Do Children Imitate Differently Across Cultures?
Children have a lot to learn, and one of the ways they meet that formidable challenge is by imitating others. They’ll imitate the good things see. They’ll imitate the bad things they see. As I’ve written about before, they’ll even imitate robots.
What’s less clear is whether children in different cultures practice the art of imitation in different ways. Is imitation an intrinsic human behavior that is a universal part of childhood, or is it influenced by cultural factors?
Some new findings from researchers in Germany suggests it might, in fact, be both of those.
In their study, the researchers looked at how imitation was used by children from urban Germany and children from a hunter-gatherer population in Namibia. The researchers were especially interested in overimitation, which is when children imitate actions that are not actually relevant or helpful to the task at hand.
To study overimitation in these two groups of children, the researchers did an experiment in which children retrieved candy from a box after watching an adult do the same. In some version of the task, the adult model performed pointless actions such as repeatedly opening and closing the lid of the box, to see if the children would copy those behaviors.
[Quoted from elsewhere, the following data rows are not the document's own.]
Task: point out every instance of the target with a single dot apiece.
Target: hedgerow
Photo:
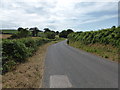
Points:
(104, 36)
(16, 51)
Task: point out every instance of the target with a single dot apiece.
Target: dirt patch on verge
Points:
(29, 74)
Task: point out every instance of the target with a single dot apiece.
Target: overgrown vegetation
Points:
(17, 50)
(108, 38)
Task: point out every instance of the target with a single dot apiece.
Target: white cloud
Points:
(60, 14)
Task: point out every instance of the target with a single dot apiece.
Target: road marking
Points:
(59, 81)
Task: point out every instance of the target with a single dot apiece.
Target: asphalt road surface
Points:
(68, 67)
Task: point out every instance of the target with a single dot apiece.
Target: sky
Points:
(58, 15)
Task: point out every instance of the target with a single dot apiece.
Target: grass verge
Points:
(105, 51)
(29, 74)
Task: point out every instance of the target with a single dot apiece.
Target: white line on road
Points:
(59, 81)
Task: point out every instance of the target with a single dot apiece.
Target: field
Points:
(4, 36)
(9, 31)
(104, 43)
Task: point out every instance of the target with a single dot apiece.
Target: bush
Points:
(105, 36)
(16, 51)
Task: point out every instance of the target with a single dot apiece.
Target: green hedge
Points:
(16, 51)
(104, 36)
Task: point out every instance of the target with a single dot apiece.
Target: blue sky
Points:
(79, 15)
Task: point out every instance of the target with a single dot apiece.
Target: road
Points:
(68, 67)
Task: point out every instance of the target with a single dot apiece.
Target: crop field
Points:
(4, 36)
(105, 43)
(9, 31)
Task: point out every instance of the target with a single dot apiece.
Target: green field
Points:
(9, 31)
It turned out that the number of children who imitated at least some of the pointless behaviors was the same across cultures. That result is consistent with the idea that children have a tendency toward overimitation regardless of cultural context.
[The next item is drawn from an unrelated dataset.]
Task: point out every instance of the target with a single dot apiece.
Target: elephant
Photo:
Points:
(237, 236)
However, even though the same number of children engaged in overimitation in both groups, the children from urban Germany imitated more pointless behaviors. To put it another way, a child chosen at random from either group would be equally likely to engage in overimitation, but a child from the German group would be more likely to overimitate a wider variety of behaviors.
It’s not possible to say specifically why children in the German group tended to overimitate more irrelevant actions because there are so many possible factors that could be involved. But the study does suggest that, even if the phenomenon of childhood imitation and overimitation is prevalent around the world, culture could influence the degree to which children imitate the adults they encounter.